Artificial preservatives are chemical substances that are added to food, either mixed in or sprayed on the product, in order to prevent discoloration, spoilage or bacterial contamination before it can be consumed. Almost all food preservatives are placed under the category of food additives. As defined by the government under the FD&C of 1938, a food additive is a substance that, when used either directly or otherwise, affects a food’s characteristics.

Artificial Preservatives are grouped according to function: antioxidants, antimicrobial agents and chelating agents.

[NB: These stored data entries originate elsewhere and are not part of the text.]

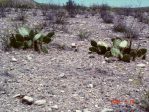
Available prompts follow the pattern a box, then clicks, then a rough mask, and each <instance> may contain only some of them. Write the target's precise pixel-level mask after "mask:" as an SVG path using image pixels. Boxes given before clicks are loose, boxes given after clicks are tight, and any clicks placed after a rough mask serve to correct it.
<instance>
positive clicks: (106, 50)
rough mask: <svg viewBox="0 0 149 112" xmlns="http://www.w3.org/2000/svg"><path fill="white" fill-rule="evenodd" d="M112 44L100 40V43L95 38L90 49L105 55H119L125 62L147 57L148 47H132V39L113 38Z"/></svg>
mask: <svg viewBox="0 0 149 112" xmlns="http://www.w3.org/2000/svg"><path fill="white" fill-rule="evenodd" d="M112 43H113V44H112V46H109V45H108V44H107V43H105V42H102V41H99V42H98V43H97V42H96V41H94V40H92V41H91V46H92V47H90V48H89V50H90V51H91V52H95V53H97V54H102V55H104V57H108V58H109V57H117V58H118V59H119V60H121V61H124V62H130V61H131V60H132V61H135V60H136V58H141V59H146V53H147V49H145V48H139V47H140V46H138V48H136V49H133V48H132V41H131V40H130V41H129V42H128V41H127V40H122V39H120V38H114V39H112Z"/></svg>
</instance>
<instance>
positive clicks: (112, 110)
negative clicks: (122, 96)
mask: <svg viewBox="0 0 149 112" xmlns="http://www.w3.org/2000/svg"><path fill="white" fill-rule="evenodd" d="M101 112H114V110H113V109H108V108H104V109H103V110H102V111H101Z"/></svg>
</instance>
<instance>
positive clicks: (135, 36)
mask: <svg viewBox="0 0 149 112" xmlns="http://www.w3.org/2000/svg"><path fill="white" fill-rule="evenodd" d="M124 38H129V39H138V38H139V32H138V31H137V30H135V29H132V28H126V30H125V32H124Z"/></svg>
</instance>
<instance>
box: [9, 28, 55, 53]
mask: <svg viewBox="0 0 149 112" xmlns="http://www.w3.org/2000/svg"><path fill="white" fill-rule="evenodd" d="M53 35H54V32H49V33H48V34H44V33H42V32H39V33H38V32H37V31H35V30H30V29H29V28H26V27H21V28H19V29H18V32H17V33H16V34H12V36H11V37H10V39H9V41H10V43H9V46H10V47H13V48H18V49H28V48H33V49H34V50H35V51H38V52H41V51H43V52H45V53H47V52H48V50H47V48H46V46H45V45H44V44H48V43H50V42H51V41H52V38H53Z"/></svg>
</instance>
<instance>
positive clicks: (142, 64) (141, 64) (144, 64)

Oxidation is a process where food reacts with the oxygen in air, aided by the presence of heat, some metals or sunlight. Foods that have been oxidized turn brownish in color or have dark spots. Oxidized foods also acquire an “off” smell. As the term suggests, antioxidants prevent oxidation that might occur in food, which ultimately leads to spoilage. Examples of antioxidants include Sulfites, Vitamin E, Vitamin C, BHA and BHT. Sulfites prevent oxidation in wines and beers. It also prevents the growth of fungi and yeast in beverages. Sulfites also preserve dried potatoes and fruits, as well as meat products. Vitamin E slows down oxidation in fresh cut vegetables and fruits. It is also used to fortify pet foods and breakfast cereals. Vitamin C prevents fresh cut fruits like apples from turning a brownish color. BHA, or Butylated hydroxyanisole, prevents oxidation in lard, baked goods, vegetable oils, butter, meats, beer and potato chips. BHT, or Butylated hydroxytoluene, prevents oxidation in oils, fats, shortenings and other related products.

Antimicrobial Agents

This group prevents bacteria from contaminating food products which then leads to food spoilage. Examples of antimicrobial agents include Benzoates, Sorbates, Nitrites and Propionates. Benzoates prevent mold, yeast and bacterial growth in beverages and liquid foods such as fruit juices, soft drinks and vinegar. Sorbates also prevent mold, yeast and bacterial growth in both foods and beverages. Nitrites prevent the growth of Clostridium botulin in smoked fish or meat products. Propionates prevent mold growth in baked food products.

Chelating Agents

Chelating agents basically prevent food from spoilage. Causes of possible spoilage where chelating agents are used include the presence of minerals such as copper and iron. These minerals can speed up the spoilage in food. Examples of this group include EDTA, Polyphosphates and Citric Acid. EDTA, or Disodium ethylenediaminetetracetic acid, slows down spoilage in food. Polyphosphates prevents browning in vegetables and fruits. This substance is mixed in with dips for fresh vegetables and fruits. Citric acid is used as an antioxidant, as well as a flavoring in food.